Un excès de vitesse seul fait rarement perdre le permis. Le permis n'est invalidé que lorsque le solde de points tombe à zéro (art. L223-1 du Code de la route). Or un excès retire de 1 à 6 points selon la tranche, comme le montre le barème ci-dessus.

Le risque réel dépend donc de votre solde restant, pas de la seule infraction. Un permis récent part d'un capital de points plus faible, ce qui expose davantage à chaque excès. Et un excès de 50 km/h et plus, devenu un délit, peut s'accompagner de peines complémentaires prononcées par le tribunal, dont la suspension du permis.

Questions fréquentes

Réponses aux questions les plus souvent posées sur ce cas.

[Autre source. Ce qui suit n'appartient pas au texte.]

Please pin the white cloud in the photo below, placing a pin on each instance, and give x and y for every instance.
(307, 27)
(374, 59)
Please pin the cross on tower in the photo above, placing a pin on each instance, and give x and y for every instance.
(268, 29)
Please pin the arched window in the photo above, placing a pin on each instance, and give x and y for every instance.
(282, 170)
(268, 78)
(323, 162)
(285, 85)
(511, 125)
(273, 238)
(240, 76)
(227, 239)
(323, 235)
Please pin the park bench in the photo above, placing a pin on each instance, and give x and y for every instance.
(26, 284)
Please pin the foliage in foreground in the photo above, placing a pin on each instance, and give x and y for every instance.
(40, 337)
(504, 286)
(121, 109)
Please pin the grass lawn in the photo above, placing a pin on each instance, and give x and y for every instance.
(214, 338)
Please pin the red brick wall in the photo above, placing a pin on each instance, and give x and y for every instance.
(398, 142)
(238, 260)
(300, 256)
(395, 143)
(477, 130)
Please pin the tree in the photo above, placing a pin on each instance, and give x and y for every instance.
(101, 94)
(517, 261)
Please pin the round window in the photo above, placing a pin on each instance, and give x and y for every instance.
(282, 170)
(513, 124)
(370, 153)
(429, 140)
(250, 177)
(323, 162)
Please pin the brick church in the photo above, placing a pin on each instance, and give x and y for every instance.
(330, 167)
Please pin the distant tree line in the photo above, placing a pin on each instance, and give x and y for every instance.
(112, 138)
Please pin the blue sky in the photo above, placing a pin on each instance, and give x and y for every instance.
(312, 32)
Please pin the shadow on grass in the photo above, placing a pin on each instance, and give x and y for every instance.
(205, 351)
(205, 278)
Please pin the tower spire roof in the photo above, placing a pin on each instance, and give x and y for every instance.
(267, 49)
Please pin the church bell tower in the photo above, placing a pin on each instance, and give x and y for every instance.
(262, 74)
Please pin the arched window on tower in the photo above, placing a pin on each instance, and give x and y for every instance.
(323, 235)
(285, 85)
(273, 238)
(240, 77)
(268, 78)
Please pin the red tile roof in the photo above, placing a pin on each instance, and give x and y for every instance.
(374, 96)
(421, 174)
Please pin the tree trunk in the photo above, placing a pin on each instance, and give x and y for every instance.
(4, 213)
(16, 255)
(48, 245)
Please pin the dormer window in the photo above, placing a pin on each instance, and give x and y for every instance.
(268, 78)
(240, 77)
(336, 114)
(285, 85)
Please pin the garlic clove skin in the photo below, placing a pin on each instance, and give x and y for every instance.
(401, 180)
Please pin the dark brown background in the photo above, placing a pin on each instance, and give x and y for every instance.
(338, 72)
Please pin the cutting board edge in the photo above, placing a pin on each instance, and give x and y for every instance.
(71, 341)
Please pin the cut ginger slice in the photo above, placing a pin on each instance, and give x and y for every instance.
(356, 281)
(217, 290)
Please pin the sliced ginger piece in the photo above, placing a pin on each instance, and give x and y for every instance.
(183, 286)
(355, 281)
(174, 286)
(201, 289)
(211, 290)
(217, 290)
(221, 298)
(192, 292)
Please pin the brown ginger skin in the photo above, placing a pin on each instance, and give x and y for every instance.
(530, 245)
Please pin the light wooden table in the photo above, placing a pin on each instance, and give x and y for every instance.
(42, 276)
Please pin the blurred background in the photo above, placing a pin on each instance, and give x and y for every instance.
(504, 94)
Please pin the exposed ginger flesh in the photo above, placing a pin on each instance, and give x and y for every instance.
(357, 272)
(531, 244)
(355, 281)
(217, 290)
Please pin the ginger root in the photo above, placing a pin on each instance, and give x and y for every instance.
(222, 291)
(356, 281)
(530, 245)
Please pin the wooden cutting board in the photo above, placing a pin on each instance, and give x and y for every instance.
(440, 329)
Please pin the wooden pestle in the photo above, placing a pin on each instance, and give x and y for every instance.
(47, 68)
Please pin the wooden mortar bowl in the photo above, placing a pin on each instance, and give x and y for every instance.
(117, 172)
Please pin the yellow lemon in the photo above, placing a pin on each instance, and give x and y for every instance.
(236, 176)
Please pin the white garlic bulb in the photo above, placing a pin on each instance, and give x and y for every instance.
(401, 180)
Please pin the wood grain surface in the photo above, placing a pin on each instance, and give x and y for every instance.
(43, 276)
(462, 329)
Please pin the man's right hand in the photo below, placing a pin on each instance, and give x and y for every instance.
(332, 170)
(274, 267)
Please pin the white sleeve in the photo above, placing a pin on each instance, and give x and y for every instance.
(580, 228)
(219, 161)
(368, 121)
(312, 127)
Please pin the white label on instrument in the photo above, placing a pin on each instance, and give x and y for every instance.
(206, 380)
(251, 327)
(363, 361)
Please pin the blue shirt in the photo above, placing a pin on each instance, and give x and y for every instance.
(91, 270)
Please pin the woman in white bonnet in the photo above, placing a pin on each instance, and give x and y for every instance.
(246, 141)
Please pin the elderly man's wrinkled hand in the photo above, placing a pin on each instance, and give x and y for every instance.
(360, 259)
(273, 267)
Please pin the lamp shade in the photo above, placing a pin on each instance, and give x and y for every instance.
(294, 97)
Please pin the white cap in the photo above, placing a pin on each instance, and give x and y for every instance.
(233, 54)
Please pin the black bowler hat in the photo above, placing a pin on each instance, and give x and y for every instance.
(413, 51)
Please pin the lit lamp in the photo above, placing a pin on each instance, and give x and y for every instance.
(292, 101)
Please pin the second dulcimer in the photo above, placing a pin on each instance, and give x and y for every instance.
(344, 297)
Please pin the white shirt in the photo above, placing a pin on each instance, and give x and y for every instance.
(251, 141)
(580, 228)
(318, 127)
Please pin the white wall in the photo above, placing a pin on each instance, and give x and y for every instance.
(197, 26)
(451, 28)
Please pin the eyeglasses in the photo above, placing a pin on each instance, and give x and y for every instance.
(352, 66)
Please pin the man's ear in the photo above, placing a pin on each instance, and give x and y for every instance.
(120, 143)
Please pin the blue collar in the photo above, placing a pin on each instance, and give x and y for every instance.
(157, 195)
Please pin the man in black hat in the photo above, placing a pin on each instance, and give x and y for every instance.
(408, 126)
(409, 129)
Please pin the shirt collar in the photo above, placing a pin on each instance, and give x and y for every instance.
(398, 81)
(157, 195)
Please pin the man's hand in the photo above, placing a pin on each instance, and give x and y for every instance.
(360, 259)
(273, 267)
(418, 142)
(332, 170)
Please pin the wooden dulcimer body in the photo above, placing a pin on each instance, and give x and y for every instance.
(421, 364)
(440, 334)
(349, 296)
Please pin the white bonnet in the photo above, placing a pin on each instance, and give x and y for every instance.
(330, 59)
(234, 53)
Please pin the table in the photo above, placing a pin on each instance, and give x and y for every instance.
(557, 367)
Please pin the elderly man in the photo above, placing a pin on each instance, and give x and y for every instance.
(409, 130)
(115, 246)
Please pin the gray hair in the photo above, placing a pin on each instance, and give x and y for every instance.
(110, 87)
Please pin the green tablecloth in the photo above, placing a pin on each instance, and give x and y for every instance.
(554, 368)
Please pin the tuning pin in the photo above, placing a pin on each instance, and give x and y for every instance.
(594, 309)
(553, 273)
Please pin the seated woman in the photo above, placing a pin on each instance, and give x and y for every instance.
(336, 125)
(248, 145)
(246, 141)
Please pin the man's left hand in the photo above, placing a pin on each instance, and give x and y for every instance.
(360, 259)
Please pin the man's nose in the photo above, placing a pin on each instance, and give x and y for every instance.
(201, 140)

Un excès de vitesse fait-il toujours perdre des points ?
Non. Un excès de moins de 5 km/h ne retire aucun point depuis le 1ᵉʳ janvier 2024 (art. R413-14 III du Code de la route), même si l'amende reste due. Au-delà, le retrait est gradué : 1 point jusqu'à 20 km/h, 2 points de 20 à 29, 3 points de 30 à 39, 4 points de 40 à 49, et 6 points à partir de 50 km/h.
Vais-je perdre mes points pendant que je conteste ?
Non. Le retrait de points n'intervient qu'au paiement de l'amende, à l'émission d'un titre exécutoire pour l'amende majorée, ou après une condamnation définitive (art. L223-1 du Code de la route). Tant qu'une requête en exonération ou une réclamation recevable est en cours, aucun de ces événements n'est intervenu, donc vos points restent intacts.
Dois-je consigner une somme pour contester un excès de vitesse au radar ?
Oui, dans la plupart des cas. Un excès relevé par radar arrive sans interception : l'art. 529-10 CPP impose alors une consignation préalable, sauf si vous fournissez un justificatif prévu par la loi (désignation du conducteur, cession du véhicule, plainte pour vol). La somme égale l'amende forfaitaire (68 € ou 135 €), ce n'est pas un paiement, et elle vous est remboursée si vous gagnez.
Un excès de 50 km/h et plus, est-ce encore une simple amende ?
Non. Depuis le 29 décembre 2025, l'excès de 50 km/h et plus est un délit (art. L413-1 du Code de la route) : 6 points retirés de plein droit, amende forfaitaire délictuelle de 300 €, et passage possible au tribunal correctionnel (jusqu'à 3 750 € et 3 mois d'emprisonnement). La contestation suit la procédure des délits forfaitisés, distincte de la requête en exonération classique.
Comment contester un excès de vitesse flashé par radar ?
Vous adressez une requête en exonération à l'OMP (adresse indiquée sur l'amende) dans les 45 jours suivant la date d'envoi de l'amende initiale (art. 529-2 CPP). Pour un radar, vous consignez d'abord l'amende forfaitaire (68 € ou 135 €), sauf si vous désignez le conducteur réel, prouvez la vente du véhicule, ou joignez une plainte pour vol ou usurpation. L'envoi se fait en recommandé avec accusé de réception ou sur le portail de l'ANTAI.